Se advierte, en contraste, que la motivación del accionante a la hora de proponer su acción de tutela obedece más a una divergencia entre su opinión y la vertida en los fallos que le fueron adversos, que a una infracción de rango constitucional, de manera que la solicitud de amparo no está llamada a abrirse paso, pues aunque la póliza de seguro tiene mérito ejecutivo en algunos eventos, es forzosamente necesario para la prosperidad de la pretensión ejecutiva, que se prueben todos los extremos establecidos en la norma invocada por el ejecutante (art. 1053 C.Co.), cuya valoración, en cuanto a las pruebas se refiere, compete a los jueces ordinarios que tienen por misión la aplicación de la ley al caso concreto, y no a los jueces constitucionales, cuyo campo de acción se limita al estudio y verificación del cumplimiento en la actividad de las autoridades públicas de los derechos y garantías fundamentales.
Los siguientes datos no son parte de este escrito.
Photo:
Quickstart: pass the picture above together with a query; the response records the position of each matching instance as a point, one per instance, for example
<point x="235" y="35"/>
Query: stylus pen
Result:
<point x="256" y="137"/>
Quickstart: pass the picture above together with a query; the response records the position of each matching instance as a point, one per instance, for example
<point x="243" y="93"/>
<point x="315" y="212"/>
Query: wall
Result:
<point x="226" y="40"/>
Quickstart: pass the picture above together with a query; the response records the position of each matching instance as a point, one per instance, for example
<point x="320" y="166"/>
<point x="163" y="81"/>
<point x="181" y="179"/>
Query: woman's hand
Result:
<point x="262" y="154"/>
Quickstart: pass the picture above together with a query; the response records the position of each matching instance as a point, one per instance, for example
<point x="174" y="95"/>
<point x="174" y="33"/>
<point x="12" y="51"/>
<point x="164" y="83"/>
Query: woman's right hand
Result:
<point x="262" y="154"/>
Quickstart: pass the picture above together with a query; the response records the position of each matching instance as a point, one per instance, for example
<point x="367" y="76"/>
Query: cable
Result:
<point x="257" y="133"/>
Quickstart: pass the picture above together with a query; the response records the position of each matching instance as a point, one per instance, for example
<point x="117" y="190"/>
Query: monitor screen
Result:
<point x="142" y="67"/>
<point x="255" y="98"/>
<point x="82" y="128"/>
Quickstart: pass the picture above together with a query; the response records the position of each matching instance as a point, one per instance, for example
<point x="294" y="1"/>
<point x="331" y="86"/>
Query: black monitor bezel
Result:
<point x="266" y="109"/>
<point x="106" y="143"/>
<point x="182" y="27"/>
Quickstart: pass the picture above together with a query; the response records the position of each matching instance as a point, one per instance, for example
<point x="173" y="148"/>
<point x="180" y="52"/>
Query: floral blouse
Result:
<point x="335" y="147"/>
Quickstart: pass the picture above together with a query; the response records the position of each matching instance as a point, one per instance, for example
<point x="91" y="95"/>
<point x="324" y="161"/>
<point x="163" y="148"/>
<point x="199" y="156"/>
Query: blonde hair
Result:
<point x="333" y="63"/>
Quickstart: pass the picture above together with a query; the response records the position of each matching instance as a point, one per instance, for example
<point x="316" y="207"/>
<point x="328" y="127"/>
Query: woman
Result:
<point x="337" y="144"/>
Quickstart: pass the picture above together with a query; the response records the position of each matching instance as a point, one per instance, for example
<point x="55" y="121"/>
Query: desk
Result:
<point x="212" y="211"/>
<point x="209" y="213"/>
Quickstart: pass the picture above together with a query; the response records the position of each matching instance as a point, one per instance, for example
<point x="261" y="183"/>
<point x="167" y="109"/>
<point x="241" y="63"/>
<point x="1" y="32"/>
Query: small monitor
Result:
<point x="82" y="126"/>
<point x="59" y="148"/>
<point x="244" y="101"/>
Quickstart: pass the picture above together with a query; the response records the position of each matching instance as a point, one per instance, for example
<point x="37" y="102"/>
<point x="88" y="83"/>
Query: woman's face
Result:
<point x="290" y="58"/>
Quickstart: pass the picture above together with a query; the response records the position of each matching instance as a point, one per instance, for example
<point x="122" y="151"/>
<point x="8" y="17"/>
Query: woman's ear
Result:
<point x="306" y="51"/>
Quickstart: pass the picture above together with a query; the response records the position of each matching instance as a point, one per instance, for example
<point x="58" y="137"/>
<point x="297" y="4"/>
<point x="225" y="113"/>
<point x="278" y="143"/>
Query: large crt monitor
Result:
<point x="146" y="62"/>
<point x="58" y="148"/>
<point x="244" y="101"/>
Resalta la Sala que cuando el Tribunal accionado concluyó que no se configuraban los requisitos para que la póliza judicial preste mérito ejecutivo por sí sola, en realidad apreció y valoró las pruebas dentro de los márgenes propios de su actividad, y encontró que no se encontraban presentes los elementos del título ejecutivo en cuanto al plazo que tenía el asegurador para objetar, ni en lo relativo a cuáles fueron los bienes siniestrados y su cuantía. Se pone de relieve que el Tribunal, luego de evaluar las pruebas allegadas al expediente, infirió de ellas que no transcurrió un mes completo a partir del día en que se entregó la reclamación aparejada de los comprobantes respectivos, pues esa reclamación vino a completarse después de la fecha a partir de la cual el demandante computó el término. También que uno de los documentos que fue aducido para configurar el título ejecutivo venía en idioma distinto del castellano, y se pidió desde la demanda misma su traducción, lo cual lleva implícito, entonces, que el título no estaba completo desde el nacimiento del proceso, lo cual pugna con la necesidad de que el derecho esté declarado de antemano para que de un título ejecutivo se pueda hablar.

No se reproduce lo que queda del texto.